Bize İbn Mukâtil, ona Abdullah, ona el-Evzâî, ona Yahya b. Ebî Kesîr, ona Ebu Seleme b. Abdurrahman, ona da Abdullah b. Amr b. el-Âs (ra) şöyle rivayet etmiştir: "Rasûlullah (sav) bana, 'Ya Abdullah! Bana bildirildiğine göre sen, gündüzleri oruç tutuyor, geceleyin de (hep) namaz kılıyormuşsun' buyurdu. Ben, 'Evet ey Allah'ın rasûlü! (doğrudur)' dedim. Bunun üzerine Hz. Peygamber (sav) şöyle buyurdu: "Böyle yapma! Bazen oruç tut, bazen tutma. (Geceleri biraz) namaz kıl, ama uykunu da al! Zira bedeninin sende hakkı vardır. Hanımının sende hakkı vardır. Misafirinin sende hakkı vardır. Her aydan üç gün oruç tutman sana yeter. Her iyilik senin için on katı ile mükâfatlandırılır. Bu da, yılın tamamını oruçlu geçirmişsin demektir." Ben daha çok yapmak için ısrar ettim, bunun üzerine bana daha çok külfet yüklendi. "Ey Allah'ın Rasûlü, ben güçlüyüm" dedim. "Öyleyse Allah'ın elçisi Davud aleyhisselamın orucu gibi oruç tut, daha fazla tutma!" buyurdu. "Allah'ın elçisi Davud aleyhisselamın orucu nasıldı?" diye sorunca, "Senenin yarısında (gün aşırı) oruç tutmaktır" buyurdu. Abdullah yaşlandığında, "Keşke Hz. Peygamber'in (sav) ruhsatını kabul etseydim" diye hayıflanırdı.

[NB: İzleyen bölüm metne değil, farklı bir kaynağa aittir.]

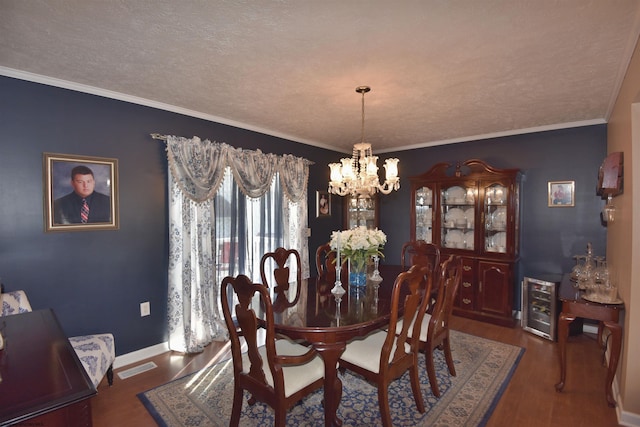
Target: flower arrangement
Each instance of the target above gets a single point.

Bize Ebu Yeman, ona Şuayb, ona ez-Zührî, ona Said b. Müseyyeb ve Ebu Seleme b. Abdurrahman, onlara da Abdullah b. Ömer (r.anhuma) şöyle demiştir: 'Yaşadığım süre içerisinde gündüzleri oruç tutacağım, geceleri namaz kılacağım' dediğim Hz. Peygamber'e (sav) haber verilmiş. Hz. Peygamber bunu sorduğunda, 'Anam babam sana feda olsun! bunu ben söyledim' dedim. Bunun üzerine "buna gücün yetmez. Bazen oruç tut, bazen tutma. Her ay üç gün oruç tut, her iyilik on misliyle karşılık bulduğu için ömrün boyunca oruç tutmuş gibi olursun" dedi. Ben de 'bundan daha fazlasına gücüm yeter' deyince, bir gün oruç tut, iki gün tutma buyurdu. 'Bundan da daha fazlasına gücüm yeter' deyince, o zaman "bir gün tut, bir gün tutma, bu Davud'un (as) orucudur ve en faziletli oruçtur" dedi. 'Bundan daha fazlasına gücüm yeter' deyince Hz. Peygamber (sav) de "bundan daha faziletlisi olmaz" buyurdu.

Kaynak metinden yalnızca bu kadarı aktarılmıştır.